Unfortunately, no study has clearly shown the indications for its use in LAR. However, the use of TDT may influence the surgeon’s decision on the application of DS, which has been suggested to be applied in patients with high expected reoperation rates or mortality, and TDT has been considered a potential alternative to DS30. Although PSM was performed in this study to reduce confounders between the 2 groups, we have to recognise that there is still some selection bias when surgeons are choosing whether or not to use TDT. For example, in the non-DS population, patients with a DTAV of 5–10 cm were more likely to be selected for TDT (63.2% vs. 36.8%, P < 0.001) as patients with a DTAV of ≤ 5 cm required DS or even APR, whereas patients with a DTAV of ≥ 10 cm had a relatively low incidence of AL for which TDT was less commonly used. Alternatively, patients with longer operative times are more likely to be treated with TDT.In short, intraoperative use of TDT requires a simple and feasible method of anastomotic protection chosen by the surgeon on the basis of comprehensive post-anastomotic judgement when the anastomosis is deemed to be less than optimal and at the expense of not wanting to perform a DS. Finally, we advocate that silicone tubing used for TDT should be recommended to choose larger calibre silicone tubing, such as 32F, with multiple side holes at the tip to ensure drainage31.
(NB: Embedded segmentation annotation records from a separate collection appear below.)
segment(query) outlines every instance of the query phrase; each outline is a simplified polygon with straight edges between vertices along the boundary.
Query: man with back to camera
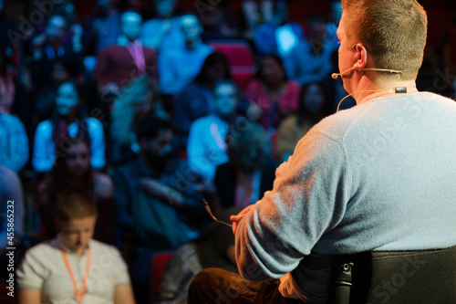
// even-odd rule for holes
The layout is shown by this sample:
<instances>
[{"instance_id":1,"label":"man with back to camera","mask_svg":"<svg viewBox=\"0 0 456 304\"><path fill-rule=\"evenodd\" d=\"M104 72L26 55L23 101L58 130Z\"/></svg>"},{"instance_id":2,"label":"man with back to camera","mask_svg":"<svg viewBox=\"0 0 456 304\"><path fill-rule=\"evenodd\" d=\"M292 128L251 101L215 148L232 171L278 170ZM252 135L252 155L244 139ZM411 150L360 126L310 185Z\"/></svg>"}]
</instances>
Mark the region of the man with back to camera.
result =
<instances>
[{"instance_id":1,"label":"man with back to camera","mask_svg":"<svg viewBox=\"0 0 456 304\"><path fill-rule=\"evenodd\" d=\"M342 5L338 75L357 106L316 125L274 189L231 217L244 278L203 270L188 303L326 303L333 255L456 244L456 104L415 85L426 13Z\"/></svg>"}]
</instances>

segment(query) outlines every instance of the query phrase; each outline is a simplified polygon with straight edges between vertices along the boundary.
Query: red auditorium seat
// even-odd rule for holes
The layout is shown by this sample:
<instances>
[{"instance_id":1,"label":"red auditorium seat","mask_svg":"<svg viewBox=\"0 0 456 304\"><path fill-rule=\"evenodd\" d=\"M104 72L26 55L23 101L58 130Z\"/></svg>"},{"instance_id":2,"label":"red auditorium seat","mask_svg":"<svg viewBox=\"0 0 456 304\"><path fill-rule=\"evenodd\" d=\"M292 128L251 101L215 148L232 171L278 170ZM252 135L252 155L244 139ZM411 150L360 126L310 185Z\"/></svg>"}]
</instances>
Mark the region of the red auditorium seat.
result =
<instances>
[{"instance_id":1,"label":"red auditorium seat","mask_svg":"<svg viewBox=\"0 0 456 304\"><path fill-rule=\"evenodd\" d=\"M5 283L0 283L0 290L2 290L2 292L0 292L0 303L2 304L16 304L16 297L17 297L17 286L16 286L16 288L15 288L15 297L10 297L8 296L6 293L8 291L8 289L6 289L6 287L7 285L5 284Z\"/></svg>"},{"instance_id":2,"label":"red auditorium seat","mask_svg":"<svg viewBox=\"0 0 456 304\"><path fill-rule=\"evenodd\" d=\"M168 261L174 256L173 252L158 253L152 257L150 263L150 294L152 299L157 296L161 275Z\"/></svg>"},{"instance_id":3,"label":"red auditorium seat","mask_svg":"<svg viewBox=\"0 0 456 304\"><path fill-rule=\"evenodd\" d=\"M223 53L228 58L233 79L241 90L246 89L255 72L254 56L250 44L245 40L210 40L207 42L215 51Z\"/></svg>"}]
</instances>

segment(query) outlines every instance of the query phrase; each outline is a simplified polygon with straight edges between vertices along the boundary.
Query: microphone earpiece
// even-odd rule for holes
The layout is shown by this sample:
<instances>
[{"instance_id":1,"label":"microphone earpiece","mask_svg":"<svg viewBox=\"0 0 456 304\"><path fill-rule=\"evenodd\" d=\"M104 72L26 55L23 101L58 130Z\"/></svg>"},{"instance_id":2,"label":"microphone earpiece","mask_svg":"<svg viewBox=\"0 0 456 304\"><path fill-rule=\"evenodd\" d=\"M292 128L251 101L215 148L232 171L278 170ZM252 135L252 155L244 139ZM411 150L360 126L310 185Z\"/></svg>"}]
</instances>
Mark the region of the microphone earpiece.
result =
<instances>
[{"instance_id":1,"label":"microphone earpiece","mask_svg":"<svg viewBox=\"0 0 456 304\"><path fill-rule=\"evenodd\" d=\"M348 68L347 70L346 70L346 71L344 71L344 72L342 72L342 73L333 73L333 74L331 75L331 77L333 78L333 79L337 79L337 77L342 76L342 75L345 75L345 74L347 74L347 72L349 72L350 70L352 70L352 69L356 69L356 68ZM359 68L358 68L358 69L359 69Z\"/></svg>"},{"instance_id":2,"label":"microphone earpiece","mask_svg":"<svg viewBox=\"0 0 456 304\"><path fill-rule=\"evenodd\" d=\"M348 68L347 70L346 70L346 71L344 71L342 73L333 73L333 74L331 74L331 78L333 79L337 79L337 77L345 75L345 74L347 74L347 72L349 72L352 69L357 69L357 68ZM363 70L363 71L366 71L366 70L376 70L376 71L378 71L378 72L389 72L389 73L403 74L403 72L400 71L400 70L387 69L387 68L358 68L358 70L359 70L359 71L361 71L361 70Z\"/></svg>"}]
</instances>

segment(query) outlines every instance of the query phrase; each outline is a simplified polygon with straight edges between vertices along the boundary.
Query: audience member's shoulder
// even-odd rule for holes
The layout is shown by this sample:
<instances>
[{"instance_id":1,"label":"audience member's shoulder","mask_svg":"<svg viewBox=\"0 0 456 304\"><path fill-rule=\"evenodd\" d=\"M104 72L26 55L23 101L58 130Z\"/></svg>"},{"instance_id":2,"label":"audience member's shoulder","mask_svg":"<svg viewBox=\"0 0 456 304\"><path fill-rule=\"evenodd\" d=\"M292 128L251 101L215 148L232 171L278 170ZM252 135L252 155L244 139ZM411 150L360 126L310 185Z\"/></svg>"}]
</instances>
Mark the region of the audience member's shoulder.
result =
<instances>
[{"instance_id":1,"label":"audience member's shoulder","mask_svg":"<svg viewBox=\"0 0 456 304\"><path fill-rule=\"evenodd\" d=\"M26 251L26 256L34 257L52 257L58 250L57 239L52 239L30 247Z\"/></svg>"},{"instance_id":2,"label":"audience member's shoulder","mask_svg":"<svg viewBox=\"0 0 456 304\"><path fill-rule=\"evenodd\" d=\"M92 250L97 251L97 253L104 253L107 255L112 254L113 257L119 257L120 251L111 245L102 243L96 239L91 239L89 242L89 246Z\"/></svg>"},{"instance_id":3,"label":"audience member's shoulder","mask_svg":"<svg viewBox=\"0 0 456 304\"><path fill-rule=\"evenodd\" d=\"M434 100L437 102L442 102L444 104L449 105L450 107L456 107L456 101L454 100L451 100L448 97L441 96L436 93L431 93L431 92L420 92L419 94L415 95L416 100Z\"/></svg>"}]
</instances>

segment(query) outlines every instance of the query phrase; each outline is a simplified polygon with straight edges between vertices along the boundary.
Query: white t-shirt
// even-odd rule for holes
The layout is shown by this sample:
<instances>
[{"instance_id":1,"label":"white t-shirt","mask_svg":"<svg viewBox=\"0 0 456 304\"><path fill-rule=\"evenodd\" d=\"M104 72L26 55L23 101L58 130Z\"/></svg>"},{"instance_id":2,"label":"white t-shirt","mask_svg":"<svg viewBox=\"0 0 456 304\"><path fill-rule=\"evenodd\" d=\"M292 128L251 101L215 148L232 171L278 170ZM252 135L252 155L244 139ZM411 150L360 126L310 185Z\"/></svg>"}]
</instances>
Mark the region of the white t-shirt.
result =
<instances>
[{"instance_id":1,"label":"white t-shirt","mask_svg":"<svg viewBox=\"0 0 456 304\"><path fill-rule=\"evenodd\" d=\"M60 248L67 252L69 266L79 290L86 268L88 249L79 257L56 237L30 248L16 270L21 289L41 289L41 302L78 303L70 275ZM90 240L90 267L83 303L114 303L117 286L130 284L127 265L114 246Z\"/></svg>"}]
</instances>

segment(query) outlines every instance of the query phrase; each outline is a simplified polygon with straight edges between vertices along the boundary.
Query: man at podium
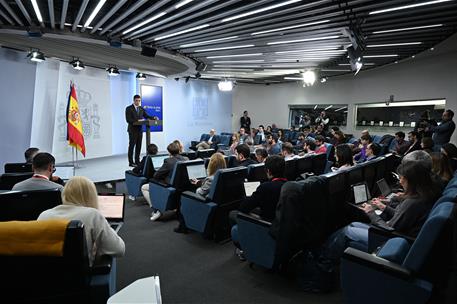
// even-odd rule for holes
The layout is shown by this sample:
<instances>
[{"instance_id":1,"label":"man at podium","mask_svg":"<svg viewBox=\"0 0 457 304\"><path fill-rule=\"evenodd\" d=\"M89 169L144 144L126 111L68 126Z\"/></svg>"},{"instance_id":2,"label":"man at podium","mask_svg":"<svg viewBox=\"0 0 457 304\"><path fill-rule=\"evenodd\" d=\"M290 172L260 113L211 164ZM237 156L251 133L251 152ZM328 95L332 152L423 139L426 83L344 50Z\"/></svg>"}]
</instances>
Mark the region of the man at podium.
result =
<instances>
[{"instance_id":1,"label":"man at podium","mask_svg":"<svg viewBox=\"0 0 457 304\"><path fill-rule=\"evenodd\" d=\"M157 117L150 116L141 106L141 96L133 96L133 104L125 108L125 120L128 123L129 132L129 166L135 167L140 163L141 142L143 140L142 125L135 124L144 119L157 120ZM149 127L148 127L149 128ZM135 148L135 162L133 162L133 149Z\"/></svg>"}]
</instances>

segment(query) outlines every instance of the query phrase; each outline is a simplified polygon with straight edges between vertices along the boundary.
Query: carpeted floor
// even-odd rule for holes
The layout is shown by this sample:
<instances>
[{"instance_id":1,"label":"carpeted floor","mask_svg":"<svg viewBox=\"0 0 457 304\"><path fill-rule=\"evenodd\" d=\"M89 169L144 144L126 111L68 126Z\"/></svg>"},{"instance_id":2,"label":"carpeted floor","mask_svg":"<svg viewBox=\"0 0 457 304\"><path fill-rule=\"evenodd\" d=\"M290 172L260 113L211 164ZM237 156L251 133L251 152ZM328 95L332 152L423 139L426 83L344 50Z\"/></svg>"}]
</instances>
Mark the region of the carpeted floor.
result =
<instances>
[{"instance_id":1,"label":"carpeted floor","mask_svg":"<svg viewBox=\"0 0 457 304\"><path fill-rule=\"evenodd\" d=\"M151 222L144 202L128 201L119 234L126 255L118 259L117 289L158 274L164 303L342 303L341 292L309 294L294 281L251 269L231 242L217 244L197 233L173 232L176 220Z\"/></svg>"}]
</instances>

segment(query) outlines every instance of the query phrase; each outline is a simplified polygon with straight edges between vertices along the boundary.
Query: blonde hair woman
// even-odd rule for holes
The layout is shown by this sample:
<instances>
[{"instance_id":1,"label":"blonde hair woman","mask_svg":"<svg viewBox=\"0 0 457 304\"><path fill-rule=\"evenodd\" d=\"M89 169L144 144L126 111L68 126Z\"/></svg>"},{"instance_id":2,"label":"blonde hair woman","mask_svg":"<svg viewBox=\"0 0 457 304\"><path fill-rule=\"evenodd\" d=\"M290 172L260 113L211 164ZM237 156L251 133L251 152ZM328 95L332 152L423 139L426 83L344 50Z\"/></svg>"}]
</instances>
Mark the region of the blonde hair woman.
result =
<instances>
[{"instance_id":1,"label":"blonde hair woman","mask_svg":"<svg viewBox=\"0 0 457 304\"><path fill-rule=\"evenodd\" d=\"M98 256L124 255L124 241L98 211L97 190L92 181L83 176L72 177L63 189L62 201L62 205L41 213L38 220L64 218L81 221L84 224L90 265Z\"/></svg>"},{"instance_id":2,"label":"blonde hair woman","mask_svg":"<svg viewBox=\"0 0 457 304\"><path fill-rule=\"evenodd\" d=\"M211 189L211 183L214 179L214 175L216 174L217 170L225 169L226 167L227 166L225 164L224 156L221 153L214 153L209 160L207 169L208 177L206 177L203 181L193 180L193 184L195 185L201 183L201 186L195 192L197 194L200 194L201 196L206 197L209 193L209 190Z\"/></svg>"}]
</instances>

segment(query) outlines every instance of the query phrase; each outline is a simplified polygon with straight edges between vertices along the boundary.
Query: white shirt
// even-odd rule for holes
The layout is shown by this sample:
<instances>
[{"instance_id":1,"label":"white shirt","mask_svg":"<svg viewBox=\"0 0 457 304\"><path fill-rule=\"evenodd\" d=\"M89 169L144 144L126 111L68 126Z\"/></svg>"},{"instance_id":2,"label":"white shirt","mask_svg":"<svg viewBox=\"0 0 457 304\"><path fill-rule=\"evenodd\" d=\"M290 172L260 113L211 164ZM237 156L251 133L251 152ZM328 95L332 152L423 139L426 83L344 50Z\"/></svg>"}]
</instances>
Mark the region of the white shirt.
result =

This study had several limitations. First, as a retrospective study, although the sample size was sufficiently large, issues such as confounders and selection bias unavoidably existed; therefore, we utilized the PSM method to minimize between-group bias. Second, we excluded patients with incomplete information where the incidence of AL might have been overestimated or underestimated. Third, this study only included patients who underwent laparoscopic-assisted surgery, and further exploration is needed in patients who undergo open surgery. Finally, the depth of TDT placement may not be exactly the same in different patients, but it can be ensured to be > 5 cm above the anastomosis, and factors such as optimal TDT placement depth and placement time need to be further explored. However, to the best of our knowledge, in terms of sample size and exclusion of DS bias, our study, either before or after PSM, is the largest retrospective controlled study to explore the efficacy of TDT for the prevention of postoperative AL after LAR to date.

Conclusion

The elective use of TDT is a simple and effective protective measure for the prevention of AL in patients without a stoma after laparoscopic AR surgery, helping to reduce the probability of AL. It may be a potential alternative DS method among the appropriate population, but more studies are needed to clarify the indications for its clinical use.